6. Limitations, costs, and outlook

The paper identifies four principal limitations. First, MerLean-Prover depends on a strong base model: Haiku succeeds only on the shorter tested problems, indicating that the recursive harness is not by itself sufficient below a certain capability threshold. Second, the system relies on Mathlib coverage; missing lemmas or awkward library organization can trigger over-decomposition or outright failure. Third, the harness is expensive, because recursive replanning, repeated builds, and repeated reading and rewriting of the proof plan produce high token usage. Fourth, some runs exhibit plan explosion or poor decompositions, yielding unusually large proof plans and long runtimes (Li et al., 26 May 2026).

These limitations interact with one of the system’s central empirical claims: harness design is a central factor in end-to-end Lean 4 theorem proving, alongside raw model capability.
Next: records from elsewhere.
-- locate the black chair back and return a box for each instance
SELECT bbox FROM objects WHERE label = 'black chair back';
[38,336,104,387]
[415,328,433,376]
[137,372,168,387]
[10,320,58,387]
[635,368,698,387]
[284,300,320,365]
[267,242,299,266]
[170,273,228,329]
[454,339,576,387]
The paper’s own interpretation is that a relatively simple harness can already be effective. The experimental evidence for that claim is the combination of 10/23 on FormalQualBench, 12/12 on Putnam2025, and transfer to smaller models without changing the architecture (Li et al., 26 May 2026).

The proposed future directions are correspondingly pragmatic. The authors highlight engineering optimizations such as reducing redundant compile attempts, avoiding excessive rereading of large proof plans, and improving caching. They also suggest pairing the harness with open-source Lean-specific models and using repeated decomposition failures as a signal of missing or poorly documented Mathlib lemmas. This suggests that MerLean-Prover is both a theorem-proving system and a methodology for structuring Lean interaction: the plan, the agent boundaries, and the recursive revision policy are the main intellectual contributions, while the specific backbone model remains swappable (Li et al., 26 May 2026).